As much as I thought I knew China, I was still surprised by what I found: every poor family has its own file, each with its own targeted plan to lift each out of absolute poverty — that's millions of poor families with customized plans, each monitored regularly and reported centrally. I witnessed a "democratic evaluation" in a remote village, where villagers voted into poverty status one young man whose father had cancer, and cheered when another was raised out of poverty.
Equally startling, local officials are dispatched to impoverished villages to manage poverty alleviation, often for two years. Party officials fighting poverty cannot be promoted unless and until they fulfill their specific, numeric poverty alleviation goals. Officials know that their careers prosper or falter based on results. I watched local officials being held accountable, their careers at stake.
In my 30 years of telling the story of China to the world, I believe China's targeted poverty alleviation is the single most powerful story to undermine biases and change people's perceptions. (Making the documentary wasn't easy: the poorest areas, for weeks at a time; summer, winter, the heat, the cold. Twice I got sick.)
Recognizing China's unprecedented poverty-alleviation success means also recognizing its causal relationship to China's system of strong, command-down government. While all political systems have trade-offs, without such authority, China could not reach its poverty-alleviation goals.
When historians of the future write the chronicles of our times, a feature may well be China's targeted poverty alleviation.

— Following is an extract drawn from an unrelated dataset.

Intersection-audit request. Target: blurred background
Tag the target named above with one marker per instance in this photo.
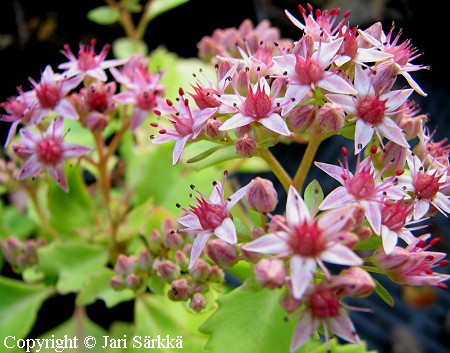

Looking ahead to China 2050, to the 100th anniversary of the People's Republic of China (2049), when the country seeks to become a fully modernized socialist country that is prosperous, strong, democratic, culturally advanced, harmonious, and beautiful, the world is watching. So am I.
Robert Lawrence Kuhn is host and writer of "Voices from the Frontline: China's War on Poverty" (Adam Zhu, executive producer; Peter Getzels, director). At the 40th anniversary of China's reform and opening up (December 2018), Dr. Kuhn was awarded the China Reform Friendship Medal. The medal honors 10 foreigners over the four decades; five are living, Dr. Kuhn is one of two Americans.